Aussie tax: Australia’s new super-tax on mining companies may be a pre-election profit grab, but that doesn’t make it bad. It is a counter-cyclical measure that the targets will hate — as long as times are good.
The idea behind the new tax sounds populist: to recoup “super” profits resulting from the recent commodities boom. The price of iron ore from Australia has doubled in a year, while coal has risen more than half. Such high prices provide miners with huge “economic rents”, profits in excess of the costs of doing business. The spot price for iron ore is eight times what the biggest producers spend to dig it out of the ground.

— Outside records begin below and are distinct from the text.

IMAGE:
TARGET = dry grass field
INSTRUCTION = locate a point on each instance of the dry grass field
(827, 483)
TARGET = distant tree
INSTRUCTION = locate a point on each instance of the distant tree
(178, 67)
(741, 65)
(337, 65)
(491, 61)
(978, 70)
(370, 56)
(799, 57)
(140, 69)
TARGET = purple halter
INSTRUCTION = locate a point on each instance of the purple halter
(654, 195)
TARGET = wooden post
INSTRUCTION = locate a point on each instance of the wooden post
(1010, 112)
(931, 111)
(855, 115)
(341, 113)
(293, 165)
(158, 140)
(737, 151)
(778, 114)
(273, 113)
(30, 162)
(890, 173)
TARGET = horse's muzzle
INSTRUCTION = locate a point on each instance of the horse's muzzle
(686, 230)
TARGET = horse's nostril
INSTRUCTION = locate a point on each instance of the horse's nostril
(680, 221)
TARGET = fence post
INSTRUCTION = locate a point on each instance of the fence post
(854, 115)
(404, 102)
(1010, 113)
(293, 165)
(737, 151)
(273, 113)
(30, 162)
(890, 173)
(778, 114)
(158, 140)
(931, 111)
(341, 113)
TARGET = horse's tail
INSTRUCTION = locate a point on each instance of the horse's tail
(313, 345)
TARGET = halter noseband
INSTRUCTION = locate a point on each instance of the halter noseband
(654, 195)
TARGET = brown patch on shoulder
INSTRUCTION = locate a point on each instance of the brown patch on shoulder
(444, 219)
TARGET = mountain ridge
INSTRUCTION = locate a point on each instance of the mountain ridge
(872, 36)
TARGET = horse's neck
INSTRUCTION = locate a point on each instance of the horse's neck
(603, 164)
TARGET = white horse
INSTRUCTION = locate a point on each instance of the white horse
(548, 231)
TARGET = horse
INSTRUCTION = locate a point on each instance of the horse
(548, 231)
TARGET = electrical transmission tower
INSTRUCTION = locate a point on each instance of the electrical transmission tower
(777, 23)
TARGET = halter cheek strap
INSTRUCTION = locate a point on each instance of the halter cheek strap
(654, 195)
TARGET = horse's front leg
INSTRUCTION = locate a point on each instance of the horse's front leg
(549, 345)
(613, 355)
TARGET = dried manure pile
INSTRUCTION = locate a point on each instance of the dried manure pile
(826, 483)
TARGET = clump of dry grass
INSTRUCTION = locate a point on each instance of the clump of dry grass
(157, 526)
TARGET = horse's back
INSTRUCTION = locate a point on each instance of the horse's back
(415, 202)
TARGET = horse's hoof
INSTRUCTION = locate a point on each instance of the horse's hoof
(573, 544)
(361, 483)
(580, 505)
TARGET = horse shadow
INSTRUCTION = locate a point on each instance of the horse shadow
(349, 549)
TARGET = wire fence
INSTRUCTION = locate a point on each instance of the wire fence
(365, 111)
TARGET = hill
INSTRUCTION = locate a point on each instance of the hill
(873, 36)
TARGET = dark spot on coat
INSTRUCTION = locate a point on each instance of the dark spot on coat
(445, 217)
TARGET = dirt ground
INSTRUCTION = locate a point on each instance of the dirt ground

But over time, the tax plan should be good for producers, despite a headline tax rate of 40 per cent. Today, Australia’s miners pay a fixed levy per tonne of production, whatever the market price. That's great for boom time profits, penalises high cost and still unprofitable projects. It also raises the selling price needed to make marginal mines pay off. And like any fixed cost, it makes businesses more exposed to swings in the value of the products they sell.

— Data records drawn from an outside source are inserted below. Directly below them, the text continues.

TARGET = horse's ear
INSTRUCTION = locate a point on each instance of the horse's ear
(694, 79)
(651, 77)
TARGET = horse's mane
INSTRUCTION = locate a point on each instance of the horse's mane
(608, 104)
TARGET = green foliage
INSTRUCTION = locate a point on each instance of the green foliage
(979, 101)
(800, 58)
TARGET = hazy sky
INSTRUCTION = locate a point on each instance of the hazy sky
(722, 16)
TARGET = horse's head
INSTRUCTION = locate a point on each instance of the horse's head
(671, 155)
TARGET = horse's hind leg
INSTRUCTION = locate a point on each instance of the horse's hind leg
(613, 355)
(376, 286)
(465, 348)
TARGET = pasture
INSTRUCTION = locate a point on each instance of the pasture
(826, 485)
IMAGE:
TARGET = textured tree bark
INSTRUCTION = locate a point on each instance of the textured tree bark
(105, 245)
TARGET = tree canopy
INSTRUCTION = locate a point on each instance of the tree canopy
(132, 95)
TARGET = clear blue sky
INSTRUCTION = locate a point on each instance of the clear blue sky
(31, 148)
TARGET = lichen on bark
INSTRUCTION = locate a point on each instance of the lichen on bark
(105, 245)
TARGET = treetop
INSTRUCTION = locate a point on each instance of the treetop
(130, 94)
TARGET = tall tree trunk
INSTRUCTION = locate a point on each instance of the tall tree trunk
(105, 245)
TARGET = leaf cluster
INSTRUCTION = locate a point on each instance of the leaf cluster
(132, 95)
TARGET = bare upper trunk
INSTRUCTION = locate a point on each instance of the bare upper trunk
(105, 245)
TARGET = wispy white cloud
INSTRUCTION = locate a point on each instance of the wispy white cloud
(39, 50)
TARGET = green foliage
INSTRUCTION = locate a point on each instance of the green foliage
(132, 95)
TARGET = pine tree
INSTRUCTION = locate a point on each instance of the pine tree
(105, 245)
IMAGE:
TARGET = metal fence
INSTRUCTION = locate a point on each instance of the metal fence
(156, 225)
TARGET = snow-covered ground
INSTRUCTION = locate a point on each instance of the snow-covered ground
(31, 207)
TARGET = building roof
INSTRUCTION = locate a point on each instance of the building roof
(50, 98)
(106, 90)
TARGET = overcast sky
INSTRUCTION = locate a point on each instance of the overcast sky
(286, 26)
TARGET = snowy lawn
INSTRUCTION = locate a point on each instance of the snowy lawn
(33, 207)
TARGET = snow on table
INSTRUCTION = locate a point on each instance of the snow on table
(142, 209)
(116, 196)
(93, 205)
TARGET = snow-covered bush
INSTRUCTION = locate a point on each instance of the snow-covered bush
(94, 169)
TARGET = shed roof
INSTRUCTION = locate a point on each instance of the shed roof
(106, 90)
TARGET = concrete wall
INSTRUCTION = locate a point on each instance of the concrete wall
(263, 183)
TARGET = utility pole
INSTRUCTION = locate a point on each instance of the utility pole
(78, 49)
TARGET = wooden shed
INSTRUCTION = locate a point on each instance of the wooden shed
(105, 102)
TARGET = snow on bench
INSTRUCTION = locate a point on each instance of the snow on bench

Since the new tax is based on profits, it will make the good times less good. That might discourage excessive investment in new mines, which can make the bad times worse. Also, the new tax offers deductions for capital expenditure and exploration, which should keep investment from falling too much when prices are low — contrary to the argument given by my colleague Martin Hutchinson. Finally, it would reduce the effect of commodity “financialisation” on miners. Easy money has magnified the effect of supply shortages on prices. It seems fair for taxpayers to get more gains and shareholders to get less.
Don’t expect miners to see it that way. They will have to revalue their assets, and watch their shares fall as investors do the same. Mining assets could lose 7 per cent of their value, according to Deutsche Bank. But any measure that stabilises the commodity market deserves a hearing — and producers may eventually be thankful.